Post-classical history

Eastern Churches

In the context of the crusades, the term Eastern (or Oriental ) churches refers to those Christian communities that were separate from both the Latin (Roman Catholic) Church of the West and the Greek Orthodox Church of the Byzantine Empire. They can be understood as belonging historically to three groups or families.

The Church of the East has been known at various stages in its history as the Nestorian, Chaldaean, or Assyrian Church. Its adherents were found principally in Mesopotamia, Iraq, and Persia, although the church undertook missions as far as Central Asia and China. It had relatively few communities in the Frankish states of Outremer. The Church of the East today is not in full communion with any other church.

The largest group of Eastern churches are often referred to collectively as monophysite churches, from the Greek words for “one nature,” or as non-Chalcedonian churches. They recognized the three church councils of Nicaea, Constantinople, and Ephesos, but rejected the christological definition of the Council of Chalcedon (451), which asserted two natures, divine and human, in Christ. These churches are now in full communion with each other, though they have very different traditions and rites. The Coptic Orthodox Church was mainly confined to Egypt, where it had a substantial number of adherents under Fâtimid, Ayyûbid and Mamlûk rule. Its patriarch resided at Alexandria and later in Cairo. In the medieval period, the churches of Ethiopia and Nubia were also under the authority of the Coptic patriarchate of Alexandria. The Syrian Orthodox Church was represented in Syria, Upper Mesopotamia, and eastern Anatolia, with smaller communities elsewhere; under Frankish rule in the Levant, its adherents were found especially in the county of Edessa, but also in the principality of Antioch and the kingdom of Jerusalem. The church was mainly organized by Jacob Baradai in the sixth century, and thus has also been known as the Jacobite Church; its preferred modern designation is the Syriac Orthodox Church. Its patriarch, originally based at Antioch, has changed his place of residence several times, and is now resident in Damascus. The Armenian Orthodox (or Apostolic) Church is the national church of the Armenians, who were the first people to adopt Christianity as a state religion. In the Middle Ages it was organized under four main centres: the catholicosate of Echmiadzin in Greater Armenia (302), the patriarchate of Jerusalem (1311), the catholicosate of Cilicia (1441), and the patriarchate of Constantinople (1461).

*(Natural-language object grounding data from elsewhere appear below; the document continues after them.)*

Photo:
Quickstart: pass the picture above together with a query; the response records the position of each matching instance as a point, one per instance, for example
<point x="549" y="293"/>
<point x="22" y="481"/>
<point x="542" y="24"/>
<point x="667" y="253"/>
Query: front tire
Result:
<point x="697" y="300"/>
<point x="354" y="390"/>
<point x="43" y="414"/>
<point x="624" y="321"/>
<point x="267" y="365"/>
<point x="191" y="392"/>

The third family of churches comprises those that recognize the Council of Chalcedon. In the period of the crusades, these were principally the Maronite Church, which originated in the struggle concerning the monothelete doctrine, and the Georgian Orthodox Church, which around 600 separated from the Armenian church and accepted the Council of Chalcedon.

From the time of the Frankish conquest of Outremer, the Latin Church made efforts to achieve union with the Eastern churches, although the only successful union in the medieval period was with the Maronite Church. Unions with other Eastern churches occurred much later (between the seventeenth and nineteenth centuries). In all these cases only parts of the respective church entered into union with Rome, resulting in schisms, so that today there are various Eastern Rite Catholic churches in existence alongside the Eastern churches. Since the nineteenth century, Protestant branches of some of the Eastern Orthodox churches have come into existence as a result of missionary activity, but their numbers are very small.